C’est bien connu, les extraterrestres aiment bien analyser les signaux que nous émettons. Il se trouve que certains d’entre eux ont eu la bonne idée de survoler la France entre le 17 mars et le 11 mai. Nous avons pu nous procurer leur rapport.
Tout d’abord, leurs radars et autres caméras sophistiquées semblent avoir décelé un nombre inattendu de slogans créés pendant cette période (20% de plus par rapport à la même période en 2019). Cela tranche avec certaines crises précédentes au cours desquelles la production de slogans avait singulièrement diminué pendant quelques semaines. Ensuite, ils ont constaté, éberlués, que tous ces slogans tranchaient avec ce qu’ils constataient habituellement. Ceux-ci n’incitaient plus les humains à consommer, à voyager, à s’amuser, à se rencontrer. Mis bout à bout, cela ressemblait plutôt à une immense campagne à la fois corporate et humanitaire. Comme si les marques étaient subitement devenues engagées, bienveillantes, vertueuses. Comme si elles avaient attrapé une sorte de virus de la solidarité.
Des tas de mots étranges sont apparus pour la première fois dans le langage publicitaire qu’ils analysent depuis qu’un certain Bleustein-Blanchet a lancé cette occupation. Des termes comme «Covid 19», ou surtout «coronavirus», les ont mis sur la voie. D’autres mots, jamais utilisés auparavant dans leurs slogans, comme «confinement», «confinés», «résilience», se sont affichés sur leur écran de contrôle. Ainsi qu’un surprenant «applaudissons» qui les a laissés perplexes.
Investir dans l'humain
Sur un autre écran de leur vaisseau, ils ont constaté que les mots qui avaient le plus progressé dans la publicité par rapport à 2019 étaient dans l’ordre : «soutenons», «producteur», «restez», «aujourd’hui», «soin», «merci», «mobilise». Tout ceci a commencé à les intriguer fortement. D’autant que sur un dernier écran, le plus sophistiqué celui-ci, ils ont pu très clairement visualiser certains slogans dans leur intégralité. Ceux-ci invitaient les habitants de cette planète à réfléchir à leur avenir et à changer des choses : «Profitons de cette période pour inventer la finance de demain», «Reconstruisons dans un monde qui bouge»…

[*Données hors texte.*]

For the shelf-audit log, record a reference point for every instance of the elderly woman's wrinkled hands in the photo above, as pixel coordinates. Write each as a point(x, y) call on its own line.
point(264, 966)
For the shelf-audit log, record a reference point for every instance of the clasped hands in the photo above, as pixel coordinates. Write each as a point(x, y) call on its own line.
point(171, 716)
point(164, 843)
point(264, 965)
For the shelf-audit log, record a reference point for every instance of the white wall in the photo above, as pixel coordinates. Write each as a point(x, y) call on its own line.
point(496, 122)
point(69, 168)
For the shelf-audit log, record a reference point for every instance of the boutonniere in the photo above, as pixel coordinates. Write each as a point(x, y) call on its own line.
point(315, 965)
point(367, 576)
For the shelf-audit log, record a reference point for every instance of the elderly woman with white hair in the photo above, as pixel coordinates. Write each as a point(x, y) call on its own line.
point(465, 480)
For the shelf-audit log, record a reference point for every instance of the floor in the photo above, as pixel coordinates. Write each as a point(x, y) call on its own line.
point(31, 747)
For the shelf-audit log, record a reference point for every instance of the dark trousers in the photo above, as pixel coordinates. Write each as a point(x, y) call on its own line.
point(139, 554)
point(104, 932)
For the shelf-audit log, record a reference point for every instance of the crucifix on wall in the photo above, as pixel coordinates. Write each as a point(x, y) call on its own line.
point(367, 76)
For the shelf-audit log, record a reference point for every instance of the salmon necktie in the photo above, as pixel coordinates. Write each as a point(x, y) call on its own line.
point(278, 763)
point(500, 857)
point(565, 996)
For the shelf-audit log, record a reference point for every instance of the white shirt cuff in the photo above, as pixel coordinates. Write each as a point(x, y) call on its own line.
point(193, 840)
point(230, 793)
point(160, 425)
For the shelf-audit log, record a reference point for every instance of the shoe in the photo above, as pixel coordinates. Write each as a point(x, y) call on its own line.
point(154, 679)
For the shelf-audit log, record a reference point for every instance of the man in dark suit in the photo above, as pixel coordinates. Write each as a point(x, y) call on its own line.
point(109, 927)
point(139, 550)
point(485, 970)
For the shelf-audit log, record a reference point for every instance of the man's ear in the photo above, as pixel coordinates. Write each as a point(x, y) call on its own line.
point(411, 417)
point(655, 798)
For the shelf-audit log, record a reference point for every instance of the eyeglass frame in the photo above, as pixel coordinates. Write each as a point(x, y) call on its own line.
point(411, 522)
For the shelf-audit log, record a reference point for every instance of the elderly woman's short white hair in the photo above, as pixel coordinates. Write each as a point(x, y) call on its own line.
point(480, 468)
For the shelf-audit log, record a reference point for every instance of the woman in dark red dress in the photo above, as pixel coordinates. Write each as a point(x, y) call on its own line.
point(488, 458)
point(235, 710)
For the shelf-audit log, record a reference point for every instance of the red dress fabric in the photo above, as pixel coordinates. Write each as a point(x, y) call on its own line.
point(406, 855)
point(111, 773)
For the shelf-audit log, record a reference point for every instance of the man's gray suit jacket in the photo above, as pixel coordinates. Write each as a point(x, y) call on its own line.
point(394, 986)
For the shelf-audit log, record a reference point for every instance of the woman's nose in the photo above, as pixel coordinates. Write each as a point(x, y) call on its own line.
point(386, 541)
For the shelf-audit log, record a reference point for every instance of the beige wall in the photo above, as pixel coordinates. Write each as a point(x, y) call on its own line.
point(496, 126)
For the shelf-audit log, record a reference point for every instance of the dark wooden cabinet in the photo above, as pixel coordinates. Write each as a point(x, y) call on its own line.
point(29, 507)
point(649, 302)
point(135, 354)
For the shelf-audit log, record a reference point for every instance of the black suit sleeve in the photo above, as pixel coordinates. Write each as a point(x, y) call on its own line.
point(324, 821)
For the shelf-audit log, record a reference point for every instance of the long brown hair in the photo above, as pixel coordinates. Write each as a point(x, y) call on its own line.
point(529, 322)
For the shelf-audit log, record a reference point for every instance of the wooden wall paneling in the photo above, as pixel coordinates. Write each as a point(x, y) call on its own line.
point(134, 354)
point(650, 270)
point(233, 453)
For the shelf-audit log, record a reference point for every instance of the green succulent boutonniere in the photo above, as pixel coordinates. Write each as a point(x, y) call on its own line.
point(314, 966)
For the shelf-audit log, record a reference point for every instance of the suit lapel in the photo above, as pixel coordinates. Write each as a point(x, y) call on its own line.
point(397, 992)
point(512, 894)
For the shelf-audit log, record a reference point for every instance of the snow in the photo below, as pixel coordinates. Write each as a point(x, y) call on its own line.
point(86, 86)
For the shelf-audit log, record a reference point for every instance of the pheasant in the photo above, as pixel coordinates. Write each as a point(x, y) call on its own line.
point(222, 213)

Ils ont aussi noté qu’une grande banque a dévoilé pendant cette période sa nouvelle signature : «Agir chaque jour dans votre intérêt et celui de la société», accompagnée d’un joli film, qui les a fait sourire en comparaison à de vieux slogans de banques stockés dans leurs serveurs, comme «Le pouvoir de dire oui» ou «Votre argent m’intéresse». Même les associations appelaient à investir, mais désormais dans l’humain : «C'est le moment d'investir. Investir dans les étreintes. Investir dans les promenades. Investir dans les éclats de rire. Investir dans la vie normale». Tous ces slogans, et ce qu’ils disent de notre espèce, ont déclenché pour la première fois chez eux une empathie à notre égard qu’ils n’avaient pas ressentie depuis longtemps.
Lorsqu’ils ont enfin compris, une partie de l’équipage n'a pas misé un seul anneau de Saturne sur la durée de ces bonnes résolutions humaines. Ils ont donc lancé les paris, et ont décidé de programmer leur prochain passage au-dessus de l’Hexagone dans dix ans. «On saura à cette date s’ils ont vraiment retenu la leçon», a dit, songeur, le capitaine, avant de réenclencher les moteurs à plasma.
Toutes les données concernant les slogans ont été fournies par l’Observatoire des slogans.